By Caroline Chebet | July 30th 2021
The Taita thrush is critically endangered. [Courtesy]

Efforts to save two of Kenya’s most endangered birds, only found in Taita Hills, are in place.

The birds, Taita Thrush and Taita Apalis, are currently classified as critically endangered by the International Union for Conservation of Nature. The classification means they are facing an extremely high risk of extinction.

According to BirdLife International, it is estimated that there are less than 200 Taita Apalis birds and about 1,500 Taita Thrush in the wild. 

Between 1973 and 2016, it is estimated that the forest fragments that form a significant part of the Taita Hills landscape have been degraded, partly affecting the birds' population over the years.

During the period, it is estimated that Vuria forest lost 43 per cent while Chawia forest lost 32.7 of their cover. Fururu forest lost 3.2 per cent while Mbololo lost 13.7 per cent and Ngangao lost 16.8 per cent. 

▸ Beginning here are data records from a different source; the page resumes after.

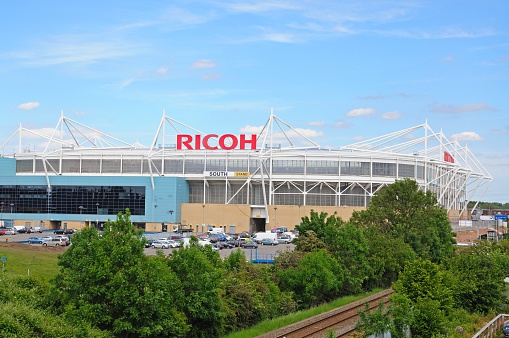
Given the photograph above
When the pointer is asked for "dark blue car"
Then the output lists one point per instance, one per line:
(35, 240)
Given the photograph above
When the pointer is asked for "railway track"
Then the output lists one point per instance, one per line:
(341, 321)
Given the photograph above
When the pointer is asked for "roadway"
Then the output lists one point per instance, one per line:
(263, 251)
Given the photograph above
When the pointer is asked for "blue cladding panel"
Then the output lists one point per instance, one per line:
(169, 192)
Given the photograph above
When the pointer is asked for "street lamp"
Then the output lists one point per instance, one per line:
(203, 217)
(81, 213)
(154, 218)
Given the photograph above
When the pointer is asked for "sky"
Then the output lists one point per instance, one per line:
(340, 71)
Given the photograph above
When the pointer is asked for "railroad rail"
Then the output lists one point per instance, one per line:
(341, 321)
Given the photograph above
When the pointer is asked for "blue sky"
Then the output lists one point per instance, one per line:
(340, 70)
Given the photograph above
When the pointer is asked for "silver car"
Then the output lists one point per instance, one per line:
(160, 245)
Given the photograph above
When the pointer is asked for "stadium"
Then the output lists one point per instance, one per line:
(191, 180)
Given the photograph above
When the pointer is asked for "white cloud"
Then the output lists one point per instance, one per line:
(211, 76)
(77, 49)
(29, 105)
(309, 132)
(259, 6)
(371, 97)
(360, 112)
(316, 123)
(465, 108)
(203, 64)
(392, 115)
(466, 136)
(342, 124)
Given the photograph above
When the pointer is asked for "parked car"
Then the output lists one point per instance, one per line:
(149, 242)
(269, 241)
(173, 244)
(8, 231)
(229, 244)
(35, 240)
(55, 241)
(250, 245)
(66, 239)
(285, 239)
(64, 231)
(160, 245)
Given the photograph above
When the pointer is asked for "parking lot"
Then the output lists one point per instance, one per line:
(263, 251)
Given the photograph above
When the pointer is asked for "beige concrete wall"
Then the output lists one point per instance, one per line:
(223, 216)
(239, 215)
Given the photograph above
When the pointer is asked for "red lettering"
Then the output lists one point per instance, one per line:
(184, 140)
(226, 142)
(233, 145)
(244, 141)
(197, 142)
(206, 142)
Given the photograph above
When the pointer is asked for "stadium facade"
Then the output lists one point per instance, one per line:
(79, 176)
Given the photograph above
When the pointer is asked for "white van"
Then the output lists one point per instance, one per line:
(261, 235)
(216, 231)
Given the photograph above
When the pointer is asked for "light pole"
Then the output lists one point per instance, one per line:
(81, 213)
(171, 213)
(202, 217)
(154, 218)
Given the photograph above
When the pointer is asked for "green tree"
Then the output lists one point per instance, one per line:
(425, 290)
(107, 280)
(386, 258)
(375, 322)
(250, 295)
(200, 275)
(343, 240)
(403, 211)
(480, 271)
(317, 279)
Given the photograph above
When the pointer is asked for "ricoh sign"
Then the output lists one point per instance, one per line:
(216, 142)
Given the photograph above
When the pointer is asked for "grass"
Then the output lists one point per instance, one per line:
(28, 262)
(276, 323)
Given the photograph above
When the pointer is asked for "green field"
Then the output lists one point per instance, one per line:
(28, 262)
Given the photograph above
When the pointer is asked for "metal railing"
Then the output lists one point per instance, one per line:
(492, 329)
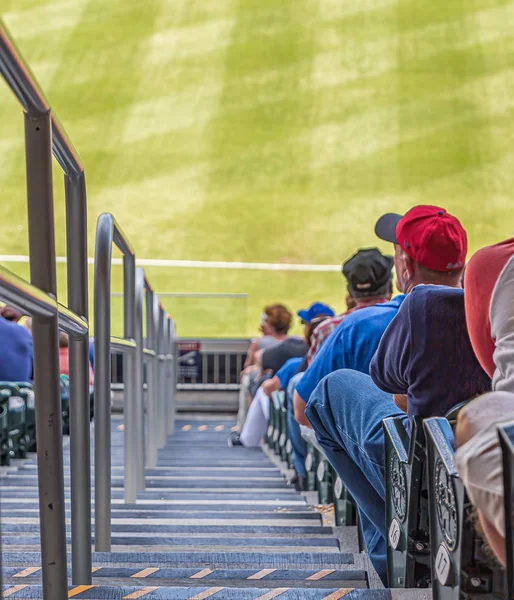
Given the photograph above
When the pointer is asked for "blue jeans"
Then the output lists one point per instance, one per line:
(346, 411)
(295, 435)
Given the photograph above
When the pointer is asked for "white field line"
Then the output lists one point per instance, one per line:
(194, 264)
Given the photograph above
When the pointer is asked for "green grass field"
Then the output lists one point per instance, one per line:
(268, 130)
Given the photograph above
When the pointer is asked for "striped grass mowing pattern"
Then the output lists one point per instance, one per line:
(268, 130)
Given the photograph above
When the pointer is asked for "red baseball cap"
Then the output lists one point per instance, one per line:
(429, 235)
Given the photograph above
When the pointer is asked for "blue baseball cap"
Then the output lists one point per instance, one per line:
(317, 309)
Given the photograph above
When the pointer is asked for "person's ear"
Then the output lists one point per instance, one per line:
(409, 267)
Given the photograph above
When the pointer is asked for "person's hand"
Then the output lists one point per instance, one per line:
(401, 401)
(10, 314)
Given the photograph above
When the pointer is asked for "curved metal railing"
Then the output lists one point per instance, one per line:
(160, 412)
(44, 135)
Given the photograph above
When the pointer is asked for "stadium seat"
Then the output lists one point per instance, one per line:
(26, 391)
(506, 433)
(311, 465)
(408, 548)
(344, 504)
(461, 568)
(325, 480)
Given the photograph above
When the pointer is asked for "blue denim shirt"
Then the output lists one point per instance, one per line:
(350, 346)
(426, 353)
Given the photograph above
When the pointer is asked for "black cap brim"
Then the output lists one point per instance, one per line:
(385, 227)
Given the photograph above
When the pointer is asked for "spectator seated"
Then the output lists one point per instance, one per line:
(506, 433)
(26, 391)
(65, 403)
(462, 570)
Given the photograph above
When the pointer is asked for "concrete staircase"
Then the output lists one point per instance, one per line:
(215, 522)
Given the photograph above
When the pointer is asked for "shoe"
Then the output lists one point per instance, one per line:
(234, 439)
(300, 485)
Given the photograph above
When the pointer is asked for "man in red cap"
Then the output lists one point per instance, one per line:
(423, 362)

Gilbay Obunga, a project manager in Taita, said Ngangao and Vuria forests host the majority of the global population of the two bird species. 

"Their populations have been stagnating. While habitat loss remains a challenge, predation is also a major challenge,” Mr Obunga said.

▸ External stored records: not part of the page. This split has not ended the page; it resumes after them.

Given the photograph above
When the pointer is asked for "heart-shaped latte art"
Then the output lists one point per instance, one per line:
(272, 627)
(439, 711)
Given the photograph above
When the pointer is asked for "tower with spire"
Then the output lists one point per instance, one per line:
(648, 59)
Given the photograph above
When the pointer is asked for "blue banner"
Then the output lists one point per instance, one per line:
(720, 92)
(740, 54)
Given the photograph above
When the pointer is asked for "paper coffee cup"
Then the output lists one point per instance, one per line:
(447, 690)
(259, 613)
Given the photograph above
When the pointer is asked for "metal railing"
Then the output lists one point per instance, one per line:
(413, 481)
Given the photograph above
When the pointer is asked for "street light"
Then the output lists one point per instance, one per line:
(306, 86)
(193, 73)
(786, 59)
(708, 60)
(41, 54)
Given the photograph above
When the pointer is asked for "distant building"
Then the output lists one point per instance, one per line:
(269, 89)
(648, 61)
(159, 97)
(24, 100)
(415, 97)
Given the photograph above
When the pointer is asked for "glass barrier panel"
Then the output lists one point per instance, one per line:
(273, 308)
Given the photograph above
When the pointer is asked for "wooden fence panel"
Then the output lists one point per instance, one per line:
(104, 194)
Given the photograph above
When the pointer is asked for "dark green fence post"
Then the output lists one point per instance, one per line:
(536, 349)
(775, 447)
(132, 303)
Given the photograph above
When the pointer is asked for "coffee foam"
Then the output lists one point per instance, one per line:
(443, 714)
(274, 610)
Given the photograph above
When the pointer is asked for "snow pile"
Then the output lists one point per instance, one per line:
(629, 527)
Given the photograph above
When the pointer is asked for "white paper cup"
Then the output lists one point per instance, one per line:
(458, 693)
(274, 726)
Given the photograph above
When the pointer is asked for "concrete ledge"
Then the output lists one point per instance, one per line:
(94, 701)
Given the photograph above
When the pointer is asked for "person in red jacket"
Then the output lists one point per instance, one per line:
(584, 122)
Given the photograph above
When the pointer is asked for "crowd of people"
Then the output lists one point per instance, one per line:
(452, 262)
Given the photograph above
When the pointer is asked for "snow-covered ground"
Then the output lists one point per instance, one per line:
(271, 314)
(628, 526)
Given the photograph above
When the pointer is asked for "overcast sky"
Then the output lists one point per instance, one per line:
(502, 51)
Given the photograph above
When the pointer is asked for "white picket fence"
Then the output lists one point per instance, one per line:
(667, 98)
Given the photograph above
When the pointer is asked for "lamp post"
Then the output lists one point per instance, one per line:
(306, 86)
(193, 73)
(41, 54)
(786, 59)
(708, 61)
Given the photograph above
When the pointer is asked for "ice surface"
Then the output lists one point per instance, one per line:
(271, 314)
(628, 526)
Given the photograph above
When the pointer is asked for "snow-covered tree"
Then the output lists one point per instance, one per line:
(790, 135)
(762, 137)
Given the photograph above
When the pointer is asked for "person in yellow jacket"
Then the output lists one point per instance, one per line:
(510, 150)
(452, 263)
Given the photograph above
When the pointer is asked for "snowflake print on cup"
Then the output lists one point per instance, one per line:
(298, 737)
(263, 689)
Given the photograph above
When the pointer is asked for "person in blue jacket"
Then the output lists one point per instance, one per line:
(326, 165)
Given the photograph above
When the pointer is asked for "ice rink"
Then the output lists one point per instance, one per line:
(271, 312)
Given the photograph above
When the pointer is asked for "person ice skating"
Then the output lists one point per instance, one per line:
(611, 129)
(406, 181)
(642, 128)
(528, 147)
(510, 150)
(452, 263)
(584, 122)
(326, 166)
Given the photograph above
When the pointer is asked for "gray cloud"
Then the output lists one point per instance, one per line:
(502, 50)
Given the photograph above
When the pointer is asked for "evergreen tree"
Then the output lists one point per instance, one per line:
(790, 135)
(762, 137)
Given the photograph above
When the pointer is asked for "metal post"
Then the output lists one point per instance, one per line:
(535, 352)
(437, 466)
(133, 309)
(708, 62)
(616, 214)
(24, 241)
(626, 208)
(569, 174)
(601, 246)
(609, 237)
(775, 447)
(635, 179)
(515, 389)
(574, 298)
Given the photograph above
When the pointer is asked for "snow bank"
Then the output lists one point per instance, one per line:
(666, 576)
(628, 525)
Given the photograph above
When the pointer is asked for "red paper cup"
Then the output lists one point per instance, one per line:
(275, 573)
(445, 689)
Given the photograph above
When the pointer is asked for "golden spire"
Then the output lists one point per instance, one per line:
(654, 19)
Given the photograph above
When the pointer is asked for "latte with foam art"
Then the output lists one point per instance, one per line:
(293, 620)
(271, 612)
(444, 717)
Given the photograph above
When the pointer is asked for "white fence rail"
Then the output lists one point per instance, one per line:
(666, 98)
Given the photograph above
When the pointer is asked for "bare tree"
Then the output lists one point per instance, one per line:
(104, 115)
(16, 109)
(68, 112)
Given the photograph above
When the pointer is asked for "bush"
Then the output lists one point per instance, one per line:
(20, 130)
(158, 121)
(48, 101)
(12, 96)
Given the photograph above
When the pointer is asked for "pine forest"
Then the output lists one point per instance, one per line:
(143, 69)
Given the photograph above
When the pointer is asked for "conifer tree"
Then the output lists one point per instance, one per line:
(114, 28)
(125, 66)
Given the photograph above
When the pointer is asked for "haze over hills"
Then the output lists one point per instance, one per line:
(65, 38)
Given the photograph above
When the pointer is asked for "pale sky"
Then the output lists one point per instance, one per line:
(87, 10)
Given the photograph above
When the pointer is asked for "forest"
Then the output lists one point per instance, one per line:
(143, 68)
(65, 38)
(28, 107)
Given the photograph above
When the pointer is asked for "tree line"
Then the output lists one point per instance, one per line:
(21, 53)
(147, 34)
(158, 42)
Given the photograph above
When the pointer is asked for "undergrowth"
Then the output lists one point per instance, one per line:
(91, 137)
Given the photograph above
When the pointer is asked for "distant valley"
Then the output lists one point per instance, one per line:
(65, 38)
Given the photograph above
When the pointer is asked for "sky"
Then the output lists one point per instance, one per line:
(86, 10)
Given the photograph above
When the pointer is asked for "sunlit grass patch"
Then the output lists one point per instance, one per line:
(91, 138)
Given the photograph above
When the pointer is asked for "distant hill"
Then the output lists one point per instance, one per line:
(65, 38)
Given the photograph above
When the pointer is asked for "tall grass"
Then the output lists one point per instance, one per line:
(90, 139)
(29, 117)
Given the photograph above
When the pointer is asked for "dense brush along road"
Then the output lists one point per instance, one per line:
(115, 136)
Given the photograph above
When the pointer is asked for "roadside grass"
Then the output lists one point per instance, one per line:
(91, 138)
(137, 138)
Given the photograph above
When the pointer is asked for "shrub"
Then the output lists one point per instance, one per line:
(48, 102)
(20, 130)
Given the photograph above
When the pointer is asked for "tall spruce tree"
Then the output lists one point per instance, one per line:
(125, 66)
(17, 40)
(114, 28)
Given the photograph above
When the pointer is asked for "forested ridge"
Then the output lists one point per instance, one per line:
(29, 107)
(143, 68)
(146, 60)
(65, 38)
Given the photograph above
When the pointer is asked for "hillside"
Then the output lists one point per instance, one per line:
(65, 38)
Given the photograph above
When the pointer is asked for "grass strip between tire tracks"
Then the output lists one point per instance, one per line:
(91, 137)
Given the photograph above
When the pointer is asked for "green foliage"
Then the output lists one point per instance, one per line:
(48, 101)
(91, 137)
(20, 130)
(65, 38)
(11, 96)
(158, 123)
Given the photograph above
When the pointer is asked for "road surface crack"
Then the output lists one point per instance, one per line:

Taita Apalis is mostly found in Vuria forest while Taita Thrush exists both in Vuria and Ngangao forests.

“This makes Taita Hills a critical conservation area,” Obunga said.

Kariuki Ndang’ang’a, head of conservation at BirdLife Africa, said the rate of forest loss varies within different forest fragments.

“Forest loss in the past had a major contribution to the decline of the population of Taita Apalis. The remaining forest is fairly protected. There are also places outside the protected areas that are good for Apalis," he said.

He noted that organisations, including Nature Kenya, have been working to protect the bird species "through land lease, purchase and restoration".

According to Ndang’ang’a, land has been leased in Msidunyi near Vuria forest and efforts are ongoing to buy land around the same area. Already, 12 acres have been leased for the conservation of the birds. An additional nine acres was bought in 2019.  

Ndang’ang’a said low breeding success and climate change were also a major plight of the birds.

“There is a serious need for continued research for better understanding to guide conservation efforts,” he said.

Paul Gacheru, a species expert, said scientists observed that the birds, specifically the Apalis, started becoming rare in Taita from 2005. The bird species were initially found in five out of the nine fragments within Taita Hills.

Currently, they are only found in three fragments, with Vuria hosting the largest population of almost 30 per cent.

“Around 2000, Taita Apalis occurred in five fragmented forests. However, they became locally extinct... Besides illegal logging and grazing, scientists and researchers are also working to find other causes of the declining population,” said Gacheru.